Changes in the world economy make the debate all the more pertinent. The IPPRInstitute for Public Policy Research (London) report is strong on innovation policy to support ‘missions’, like clean growth or future mobility, but does not discuss the fact that many other countries are engaged in the same process. Korea has been a long-standing example, for example in the area of green growth. China has a Made in China 2025 strategy, explicitly aimed at upgrading manufacturing capability in ten key sectors, including robotics, aerospace and clean-energy cars.

Does there not then need to be explicit discussion of how the world economy might change and what the implications might be for the UK? Rather than focusing so strongly on the problems of the British economy today, this might have been achieved by starting with what the world will be like in 2030 or 2050, and working back to the present day for the UK. Given the future trajectory of globalisation, the question may not be ‘how to emulate the success of the aerospace industry?’, but rather ‘how to prevent the aerospace industry going the way of so much other British manufacturing?’. Probably, there is no alternative to a mission-driven approach which builds capabilities and sustains UK manufacturing, but a global perspective would inject additional urgency into the debate.

The second missing chapter would deal with the agenda the UK should pursue externally. Despite the discussion of public goods nationally (health and education, as mentioned, but also clean air, the natural environment, security, culture, and so on), the issue of global public goods is missed.
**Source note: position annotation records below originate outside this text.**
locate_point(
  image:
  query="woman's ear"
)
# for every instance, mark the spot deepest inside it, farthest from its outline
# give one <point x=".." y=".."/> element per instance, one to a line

There are many examples of issues that could or should be on the UK agenda: more ambitious global commitments on climate change; free trade in services; intellectual property protection; banking regulation . . . One might have expected an IPPRInstitute for Public Policy Research (London) Report to have something to say about trade rules and policy space, for example on the issue of public procurement or the incubation of new industries. Some of these issues will become even more urgent if the UK leaves the EU. And what happens if UK negotiators are not successful, in Brussels and elsewhere?

None of this will be news to the Commission’s Director, Michael Jacobs, whose book with Mariana Mazzucato on Rethinking Capitalism is a treasured reference. There are further links to that work it would have been good to make in the Commission Report.
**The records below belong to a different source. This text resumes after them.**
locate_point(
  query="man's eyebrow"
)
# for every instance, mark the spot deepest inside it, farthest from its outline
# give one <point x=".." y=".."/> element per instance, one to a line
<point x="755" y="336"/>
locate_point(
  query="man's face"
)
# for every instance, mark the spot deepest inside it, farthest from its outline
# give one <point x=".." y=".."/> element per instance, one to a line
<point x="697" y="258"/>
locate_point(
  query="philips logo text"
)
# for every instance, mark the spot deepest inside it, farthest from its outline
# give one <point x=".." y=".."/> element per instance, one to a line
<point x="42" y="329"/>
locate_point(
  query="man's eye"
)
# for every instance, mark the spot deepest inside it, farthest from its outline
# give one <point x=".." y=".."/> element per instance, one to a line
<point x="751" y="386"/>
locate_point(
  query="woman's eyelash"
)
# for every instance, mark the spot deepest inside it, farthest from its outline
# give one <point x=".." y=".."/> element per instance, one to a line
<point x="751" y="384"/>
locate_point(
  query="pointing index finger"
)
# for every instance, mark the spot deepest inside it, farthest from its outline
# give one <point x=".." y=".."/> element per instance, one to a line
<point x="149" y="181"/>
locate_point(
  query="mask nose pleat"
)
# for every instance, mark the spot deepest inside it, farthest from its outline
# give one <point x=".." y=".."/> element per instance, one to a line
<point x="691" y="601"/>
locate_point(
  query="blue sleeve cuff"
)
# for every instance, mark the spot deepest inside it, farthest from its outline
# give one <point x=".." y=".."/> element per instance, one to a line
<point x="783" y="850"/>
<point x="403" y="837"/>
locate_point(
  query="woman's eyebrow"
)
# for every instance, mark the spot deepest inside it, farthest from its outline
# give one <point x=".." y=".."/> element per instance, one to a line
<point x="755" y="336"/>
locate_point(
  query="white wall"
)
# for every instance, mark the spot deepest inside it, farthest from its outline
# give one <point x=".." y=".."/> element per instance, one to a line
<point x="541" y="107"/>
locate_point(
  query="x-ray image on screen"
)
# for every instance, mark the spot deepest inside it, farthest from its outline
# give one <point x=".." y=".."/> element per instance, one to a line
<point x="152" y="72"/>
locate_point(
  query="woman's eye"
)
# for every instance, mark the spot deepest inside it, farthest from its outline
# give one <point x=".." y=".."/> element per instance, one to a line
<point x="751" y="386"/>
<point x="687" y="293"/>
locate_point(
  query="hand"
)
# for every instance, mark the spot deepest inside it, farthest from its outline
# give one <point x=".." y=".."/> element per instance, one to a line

Nevertheless, the Report does provide a storehouse of ideas, many of which will be of interest to developing countries. The idea of a ‘good economy’ is attractive, including the emphasis on decent work: the idea of a Good Jobs Standard might be of interest, and the Scottish case of a Fair Work Convention. Many will also be attracted by the idea of reshaping the Macroeconomic Framework, and by the many proposals for employee participation and partnership: not just union membership and representation on Boards, but also cooperatives and mutuals.

At the same time, the UK can learn on all these topics from some developing countries. There is good experience of Sovereign Wealth Funds, for example, and on the use of public funds to crowd-in private investment, including through blended finance.